When the mechanisms involved in liposuction technologies were recognized in the late 1980s, the ability to provide small and large volume liposuction via the Tulip closed syringe system was proven. Due to even, low vacuum pressures with syringe use, enhanced abilities to provide autologous fat grafting with safety, efficacy, and predictability within aesthetic surgical applications was noted. Structural fat grafting, utilizing the exact techniques herein described has been completed many thousands of times. In the mid-1990s this author began the addition of PRP to provide more effective graft acceptance. Recognizing the lipoaspirant concentration of AD-MSC/SVF played an important role in such autologous grafting and maintenance, we participated in examination for use of these progenitor cells for treatment of chronic musculoskeletal and joint disorders. With the ability of these adipose-derived stromal cells to physically differentiate into cartilaginous, skeletal, teno-ligamentous, skeletal muscle tissues in Vitro, early clinical Prolotherapy treatments utilizing these stem cells began in 2006.

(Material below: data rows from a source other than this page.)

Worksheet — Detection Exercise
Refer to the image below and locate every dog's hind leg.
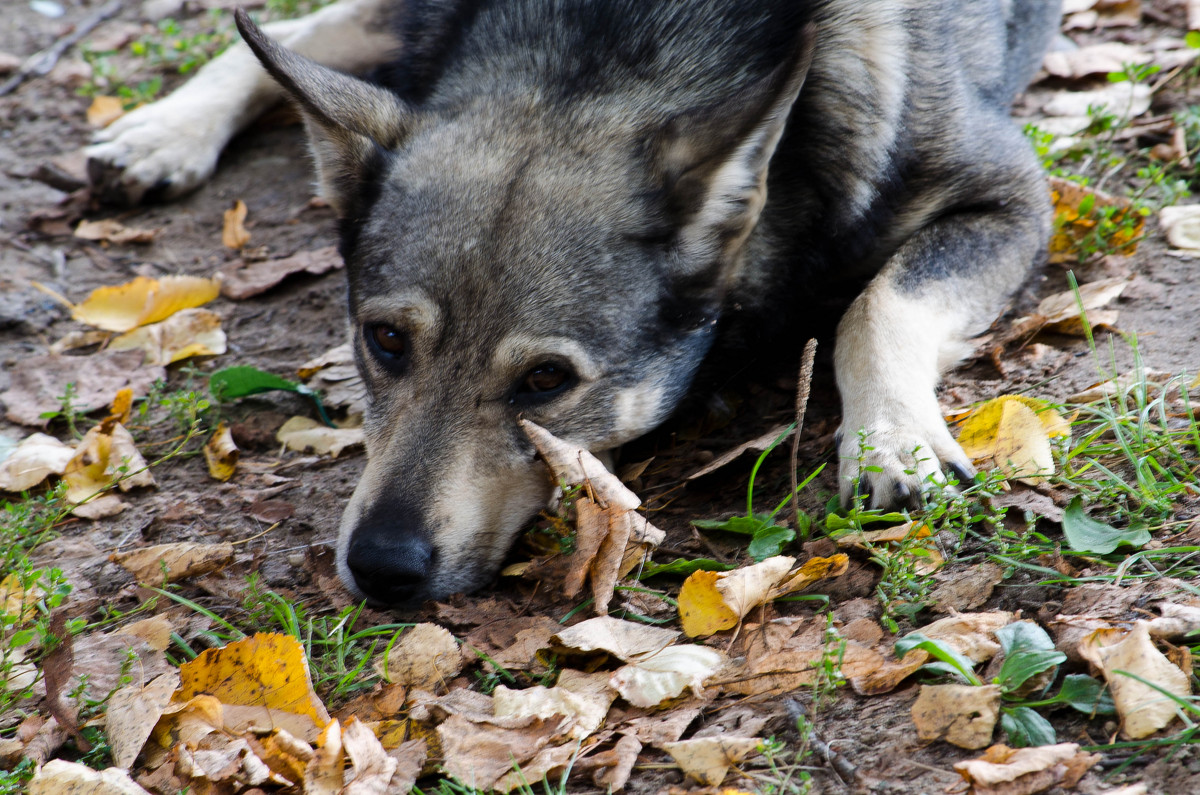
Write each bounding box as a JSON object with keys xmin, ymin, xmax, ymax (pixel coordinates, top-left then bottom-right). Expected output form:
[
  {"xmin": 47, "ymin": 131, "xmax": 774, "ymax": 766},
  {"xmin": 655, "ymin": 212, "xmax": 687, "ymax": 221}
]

Prototherapists have extensive experience in using irritants to “trick the body” into returning to a previously incompletely or unhealed tissue state, stimulating the natural inflammation and encouraging musculoskeletal connective tissue and joints to effectively heal. The utilization of a patient’s own tissues (autologous) to enhance a Prolotherapy treatment and promote the healing abilities in complex sites has become a practical clinical option. By providing many of the body’s own healing growth factors and cytokines (derived from degranulating platelets), plus undifferentiated progenitor cells into damaged connective tissues, remarkable successes have been accomplished. The safety and efficacy of Prolotherapy with platelet-rich plasma concentrates is now well recognized by many practitioners providing sports injury care.

Appreciation of regenerative capabilities within bone marrow-derived mesenchymal stromal cells (BM-MSC) and AD-MSC have led Prolotherapists to clinical applications for use of non-manipulated AFG and autologous PRP to injury sites. Simultaneously, adipocytes and the associate stromal elements serve an important role, serving as a living bio-scaffold (attachment to adipocytes and SVF) which is critical to encourage available stem cells to activate. Both the AFG and PRP effects are further enhanced in the damaged tissues through established “signaling” mechanisms of autocrine and paracrine pathways in Vivo.2, 36 Accurate introduction of AD-MSC/SVF, adipocytes, and platelet-derived factors is important. When placed in a targeted injury site, it is believed that the interaction within the local microenvironment (niche) actually “guides” the activation and proliferation toward site-specific cell types. In doing so, it leads to improved inflammatory and healing capabilities.39-43 Enhanced by the inclusion of the PRP concentrate, effectiveness of therapy has improved, even in the most complex cases.

Conclusion

This paper presents a simple and effective method of lipoaspiration to harvest adipocytes and their accompanying progenitor (stem) and stromal elements for use in Prolotherapy applications. The safety of using the patented Tulip closed syringe microcannula system has been proven for two decades. For the past 12 years, addition of PRP to the AFG protocol has provided great evidence of safety and influences on structural augmentation. As pre-clinical and human early clinical studies accumulate in MSK applications, many involved in Prolotherapy and regenerative medicine are finding a valuable paradigm shift favoring use of autologous cells and platelet derivatives for therapeutic purposes. Controlled clinical trials are now in progress to further examine the mechanisms and in Vivo tissue engineering.

[Note: The author has no financial interests in Tulip Medical, Harvest Technology or known conflicts of interest in presenting this material].